Die ganze Welt auf dem Teller

Wer hat’s erfunden? Die Herkunft von Döner, Currywurst & Co.

Wer hat’s erfunden? Die Herkunft von Döner, Currywurst & Co.

Wer genüsslich in seinen Hamburger oder Döner beißt, denkt kaum darüber nach, wer diese Speisen erfunden hat. Sollte er aber. Denn die Herkunft unserer liebsten Snacks verrät Spannendes über die Geschichte der Esskultur.

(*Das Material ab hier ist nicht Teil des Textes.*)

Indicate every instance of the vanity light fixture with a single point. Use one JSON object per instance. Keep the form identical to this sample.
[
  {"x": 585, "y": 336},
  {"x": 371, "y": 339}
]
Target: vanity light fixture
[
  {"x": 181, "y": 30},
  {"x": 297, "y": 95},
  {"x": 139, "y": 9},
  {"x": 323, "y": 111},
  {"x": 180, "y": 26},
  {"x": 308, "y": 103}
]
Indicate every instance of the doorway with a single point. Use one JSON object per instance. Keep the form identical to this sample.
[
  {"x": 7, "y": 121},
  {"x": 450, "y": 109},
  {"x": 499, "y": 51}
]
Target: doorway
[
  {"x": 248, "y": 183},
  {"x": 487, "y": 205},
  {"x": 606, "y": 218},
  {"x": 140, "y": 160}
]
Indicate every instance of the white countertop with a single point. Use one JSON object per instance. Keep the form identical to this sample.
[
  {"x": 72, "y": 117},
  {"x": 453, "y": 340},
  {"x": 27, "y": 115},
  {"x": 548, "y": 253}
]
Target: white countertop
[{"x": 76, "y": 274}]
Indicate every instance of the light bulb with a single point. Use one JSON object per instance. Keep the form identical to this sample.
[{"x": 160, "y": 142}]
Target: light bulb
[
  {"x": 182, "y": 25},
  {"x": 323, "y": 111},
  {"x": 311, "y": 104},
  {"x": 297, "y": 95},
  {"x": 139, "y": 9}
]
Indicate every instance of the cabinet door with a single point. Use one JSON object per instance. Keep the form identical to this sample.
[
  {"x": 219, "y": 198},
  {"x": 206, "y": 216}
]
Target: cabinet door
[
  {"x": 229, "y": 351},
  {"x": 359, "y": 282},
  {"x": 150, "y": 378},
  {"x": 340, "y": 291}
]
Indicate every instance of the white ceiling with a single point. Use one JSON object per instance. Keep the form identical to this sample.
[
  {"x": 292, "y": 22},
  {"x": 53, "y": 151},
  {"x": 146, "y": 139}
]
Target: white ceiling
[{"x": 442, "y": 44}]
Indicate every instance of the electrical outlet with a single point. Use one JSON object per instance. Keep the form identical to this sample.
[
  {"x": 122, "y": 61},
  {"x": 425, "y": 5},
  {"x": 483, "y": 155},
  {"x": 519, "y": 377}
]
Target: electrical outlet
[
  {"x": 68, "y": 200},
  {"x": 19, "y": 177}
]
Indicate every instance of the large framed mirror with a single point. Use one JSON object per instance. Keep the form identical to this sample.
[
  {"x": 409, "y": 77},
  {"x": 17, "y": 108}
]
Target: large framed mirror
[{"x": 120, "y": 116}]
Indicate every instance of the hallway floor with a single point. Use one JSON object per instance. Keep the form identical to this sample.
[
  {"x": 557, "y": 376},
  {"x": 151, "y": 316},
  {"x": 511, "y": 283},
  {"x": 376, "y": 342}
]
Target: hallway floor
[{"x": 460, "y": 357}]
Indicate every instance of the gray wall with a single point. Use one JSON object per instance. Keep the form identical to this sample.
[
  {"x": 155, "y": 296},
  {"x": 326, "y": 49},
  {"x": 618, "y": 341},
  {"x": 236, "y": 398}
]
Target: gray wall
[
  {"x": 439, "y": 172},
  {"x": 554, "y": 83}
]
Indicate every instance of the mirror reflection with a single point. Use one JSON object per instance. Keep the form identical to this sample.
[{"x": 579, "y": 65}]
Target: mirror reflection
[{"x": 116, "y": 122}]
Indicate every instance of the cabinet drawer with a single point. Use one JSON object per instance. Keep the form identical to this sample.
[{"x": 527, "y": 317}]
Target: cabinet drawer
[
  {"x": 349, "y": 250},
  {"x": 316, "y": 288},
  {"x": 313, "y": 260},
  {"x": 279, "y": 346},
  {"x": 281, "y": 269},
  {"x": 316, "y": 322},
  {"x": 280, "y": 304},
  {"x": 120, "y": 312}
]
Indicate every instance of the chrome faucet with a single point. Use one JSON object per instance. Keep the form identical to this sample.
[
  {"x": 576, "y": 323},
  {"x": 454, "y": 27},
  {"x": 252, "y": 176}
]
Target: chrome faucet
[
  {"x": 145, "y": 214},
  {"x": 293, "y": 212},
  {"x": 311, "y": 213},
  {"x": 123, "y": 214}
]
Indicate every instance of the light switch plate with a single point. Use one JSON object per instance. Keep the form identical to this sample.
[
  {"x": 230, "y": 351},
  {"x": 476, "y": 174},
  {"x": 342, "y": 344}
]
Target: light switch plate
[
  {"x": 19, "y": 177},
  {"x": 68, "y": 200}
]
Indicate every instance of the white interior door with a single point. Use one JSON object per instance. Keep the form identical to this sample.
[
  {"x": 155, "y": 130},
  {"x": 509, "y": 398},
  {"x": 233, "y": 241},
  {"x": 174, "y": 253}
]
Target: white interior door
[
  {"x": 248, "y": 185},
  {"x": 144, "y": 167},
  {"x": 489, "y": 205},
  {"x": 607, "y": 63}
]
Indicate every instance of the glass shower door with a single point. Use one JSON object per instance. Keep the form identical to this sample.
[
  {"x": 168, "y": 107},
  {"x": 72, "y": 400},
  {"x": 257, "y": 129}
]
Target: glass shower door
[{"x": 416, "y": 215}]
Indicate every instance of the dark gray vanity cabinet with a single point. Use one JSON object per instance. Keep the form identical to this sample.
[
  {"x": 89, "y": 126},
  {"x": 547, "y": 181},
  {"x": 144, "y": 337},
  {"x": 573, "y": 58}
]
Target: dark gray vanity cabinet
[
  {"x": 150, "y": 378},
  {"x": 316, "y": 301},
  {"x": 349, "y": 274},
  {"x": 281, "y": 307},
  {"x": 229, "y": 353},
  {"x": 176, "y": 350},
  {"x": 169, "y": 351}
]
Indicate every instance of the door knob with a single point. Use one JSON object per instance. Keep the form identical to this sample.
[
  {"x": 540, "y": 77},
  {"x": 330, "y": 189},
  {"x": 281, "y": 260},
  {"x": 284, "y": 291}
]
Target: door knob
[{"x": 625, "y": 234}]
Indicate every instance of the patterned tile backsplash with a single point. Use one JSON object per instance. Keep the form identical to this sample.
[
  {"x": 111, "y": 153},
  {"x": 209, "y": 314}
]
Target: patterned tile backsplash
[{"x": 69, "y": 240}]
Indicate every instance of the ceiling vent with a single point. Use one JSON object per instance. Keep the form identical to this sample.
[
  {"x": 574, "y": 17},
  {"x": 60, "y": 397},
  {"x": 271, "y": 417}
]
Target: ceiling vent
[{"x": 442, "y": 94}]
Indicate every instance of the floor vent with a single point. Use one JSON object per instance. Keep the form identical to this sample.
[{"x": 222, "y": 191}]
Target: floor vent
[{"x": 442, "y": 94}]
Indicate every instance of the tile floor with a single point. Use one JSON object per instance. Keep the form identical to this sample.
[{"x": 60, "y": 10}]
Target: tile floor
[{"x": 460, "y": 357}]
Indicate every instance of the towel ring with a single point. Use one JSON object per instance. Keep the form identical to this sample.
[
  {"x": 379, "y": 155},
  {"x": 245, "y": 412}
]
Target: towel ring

Türkisch-deutscher Exportschlager

Der Döner ist der absolute Lieblingssnack der Deutschen. Das knusprige Fleisch vom Drehspieß kommt ursprünglich aus der Türkei. Dort wurde es jedoch auf einem Teller serviert. Die heutige Form, eine üppig mit Salat, Fleisch und Joghurtsoße gefüllte Brottasche, wurde angeblich Anfang der 1970er-Jahre in Berlin erfunden – von einem jungen türkischen Imbissmitarbeiter. Inzwischen gibt es bundesweit mehr als 16.000 Dönerbuden. Und nicht nur das: Von Deutschland aus wurde der türkische Snack weltweit berühmt. Selbst in China ist er heute zu haben – und gilt dort als deutsche Spezialität.

Wurst mit Kultcharakter

Über sie wurde ein Roman geschrieben, Herbert Grönemeyer besingt sie in höchsten Tönen und sie hat sogar ihr eigenes Museum: die Currywurst. Im Berlin der Nachkriegszeit erfunden, wurde sie besonders in der Hauptstadt und im Ruhrgebiet schnell zur heißgeliebten Zwischenmahlzeit. Die Kombination aus deutscher Wurst und Gewürzen aus Fernost macht sie zu einem wahren Vorreiter der heutigen Fusion Cuisine. Inzwischen gibt es sie sogar in der Luxusvariante: das Berliner Restaurant Zander zum Beispiel serviert Currywurst mit 22-karätigem Blattgold, Trüffelpommes und einem Glas Champagner.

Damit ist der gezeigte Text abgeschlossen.